What are ways we can cope with hearing loss?

I bet you are well aware that, for most people, problems with close-up vision begin in your 40s. But did you notice that the same kind of thing was true of your hearing? If you are like me, when you were in your 40s or 50s, you began to notice that it was getting a bit harder to have a conversation in a noisy place. This happens to all of us and it is as normal as developing a need for reading glasses. Most of us recognize that need and get ourselves our first reading glasses pretty quickly, usually from Walgreens or a similar place. But we have more difficulty recognizing our hearing problems and especially knowing what to do about them. For this reason, adults who develop hearing problems typically wait about 10 years before they seek help. This is a bad idea because you lose listening skills during that period and it is hard to get them back.

If you start to notice hearing problems, what can you do?

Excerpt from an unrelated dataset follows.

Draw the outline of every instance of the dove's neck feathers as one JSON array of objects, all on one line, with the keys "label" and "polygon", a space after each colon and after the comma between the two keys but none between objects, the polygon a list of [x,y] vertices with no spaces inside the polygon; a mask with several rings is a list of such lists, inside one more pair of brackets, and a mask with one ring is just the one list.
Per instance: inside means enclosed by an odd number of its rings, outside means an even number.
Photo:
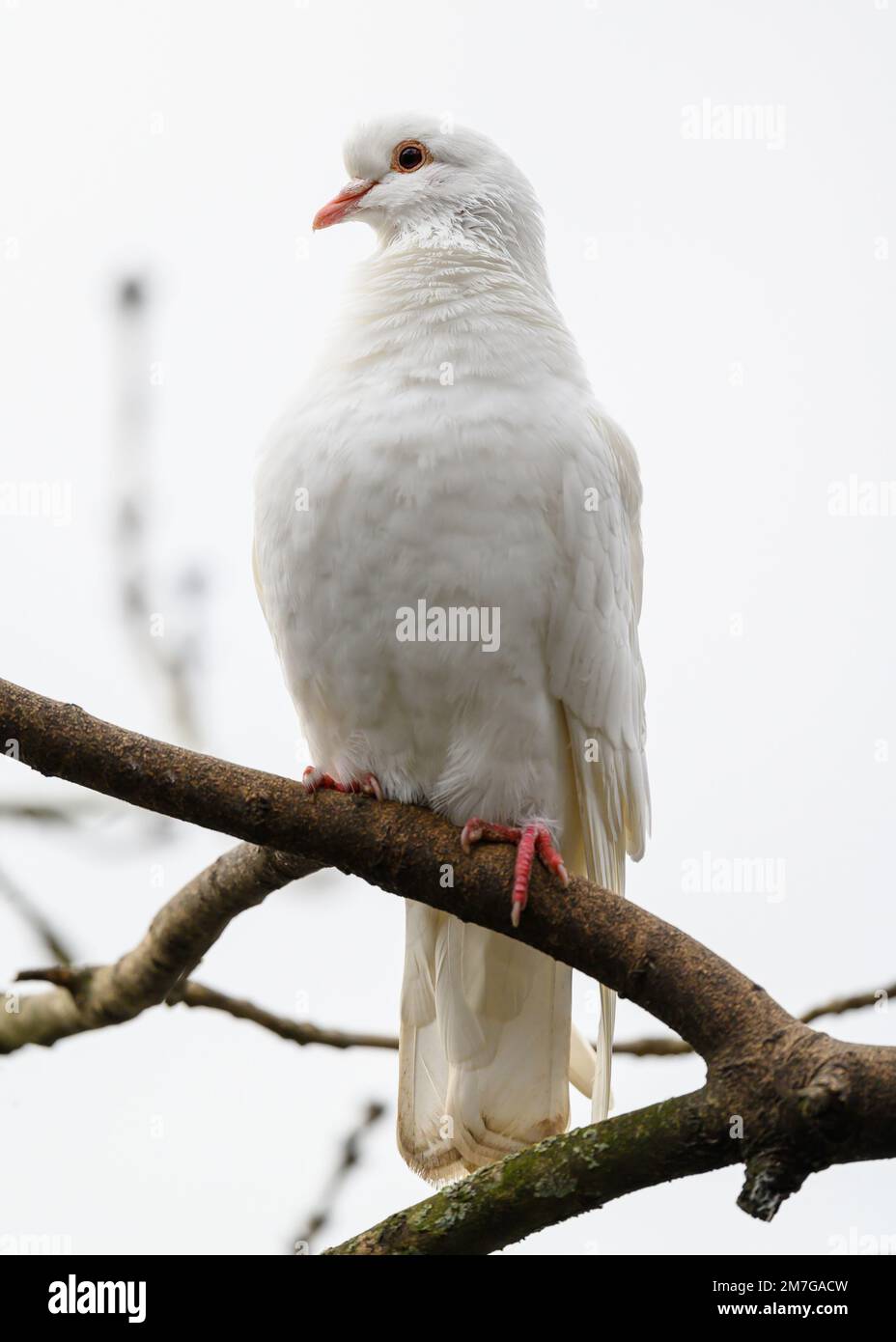
[{"label": "dove's neck feathers", "polygon": [[473,374],[530,380],[549,370],[587,380],[554,302],[541,236],[531,255],[444,232],[404,231],[354,272],[323,352],[365,380]]}]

There are actually two kinds of treatments available. One treatment involves learning communication skills and strategies to maximize your ability to use the hearing you do have. This type of treatment is fairly new, but is becoming more available and can be quite useful. The other treatment is to purchase hearing aids. I know that hearing aids tend to have a bad reputation and this used to be deserved, but it is mostly unfounded now. The development of “digital everything” has allowed tremendous improvements in appearance and function of hearing aids, but often folks are not sure that their hearing has really become bad enough to justify the time and expense of prescription hearing aids. So the ideal thing would be this: When you begin to notice that you are developing hearing problems, don’t wait.

Can you buy a hearing aid much like you can reading glasses at drug stores?

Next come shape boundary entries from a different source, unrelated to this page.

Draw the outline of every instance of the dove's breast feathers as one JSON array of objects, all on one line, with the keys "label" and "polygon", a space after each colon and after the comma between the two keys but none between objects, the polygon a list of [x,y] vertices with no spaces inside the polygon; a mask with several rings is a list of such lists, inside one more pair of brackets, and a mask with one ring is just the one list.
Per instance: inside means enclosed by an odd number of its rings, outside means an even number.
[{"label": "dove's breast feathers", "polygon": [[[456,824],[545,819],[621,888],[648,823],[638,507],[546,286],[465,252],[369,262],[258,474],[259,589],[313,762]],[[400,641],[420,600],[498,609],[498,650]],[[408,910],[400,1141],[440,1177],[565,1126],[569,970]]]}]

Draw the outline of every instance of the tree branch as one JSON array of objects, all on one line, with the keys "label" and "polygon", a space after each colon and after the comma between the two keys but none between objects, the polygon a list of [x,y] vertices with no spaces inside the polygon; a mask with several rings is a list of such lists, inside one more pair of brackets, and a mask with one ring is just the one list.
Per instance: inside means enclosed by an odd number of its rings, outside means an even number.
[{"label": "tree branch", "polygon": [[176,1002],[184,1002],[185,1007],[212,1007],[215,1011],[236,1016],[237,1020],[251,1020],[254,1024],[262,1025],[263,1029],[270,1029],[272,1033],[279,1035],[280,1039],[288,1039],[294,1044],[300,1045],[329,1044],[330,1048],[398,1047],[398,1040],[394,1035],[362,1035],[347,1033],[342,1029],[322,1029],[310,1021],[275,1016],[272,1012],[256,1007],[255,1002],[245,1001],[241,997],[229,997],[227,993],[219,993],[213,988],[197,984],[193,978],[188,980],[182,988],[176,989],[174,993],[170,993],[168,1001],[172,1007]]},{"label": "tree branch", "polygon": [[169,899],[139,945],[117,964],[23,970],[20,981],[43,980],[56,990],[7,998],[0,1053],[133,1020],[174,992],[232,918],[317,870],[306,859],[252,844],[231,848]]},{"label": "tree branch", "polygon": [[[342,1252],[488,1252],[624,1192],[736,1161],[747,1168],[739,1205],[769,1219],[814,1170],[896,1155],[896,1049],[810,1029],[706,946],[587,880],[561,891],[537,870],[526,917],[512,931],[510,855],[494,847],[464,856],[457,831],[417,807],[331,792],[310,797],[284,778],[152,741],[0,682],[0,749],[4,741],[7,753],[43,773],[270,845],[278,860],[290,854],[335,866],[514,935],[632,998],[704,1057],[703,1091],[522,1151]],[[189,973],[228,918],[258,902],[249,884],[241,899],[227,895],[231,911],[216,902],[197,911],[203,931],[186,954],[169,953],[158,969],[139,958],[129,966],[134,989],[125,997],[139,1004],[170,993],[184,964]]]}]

Actually, you cannot buy a starter hearing aid in drug stores and there is really no good reason for this. The FDA must give approval to sell hearing aids this way, and this approval has been blocked for reasons that, in my opinion, probably are not in the best interests of the public. The fact is that the technology exists to put quite sophisticated starter hearing aids in places like drug stores – a similar concept to the reading glasses you can get there. These devices could serve the public good by providing an accessible introduction to state-of-the-art amplified sound, and they would be no more dangerous to the public than many other things sold in drug stores. In the meantime, many hearing aids are being illegally marketed over the counter or online simply by not calling them what they are. There is even an iPhone App that is basically a hearing aid. You’ve seen those advertisements — they claim to sell aids for hunting, bird watching or eavesdropping. The ones I have read about are incredibly primitive by comparison with what could be available to help folks.

So here’s my message: It is time for high-technology, legal, over-the-counter, introductory hearing aids. It can be done very well right now. But the impetus for this change must come from consumer demand. I hope you will work with me on this. Let’s all encourage the FDA to approve over-the-counter introductory hearing aids in this country instead of waiting another 10 years.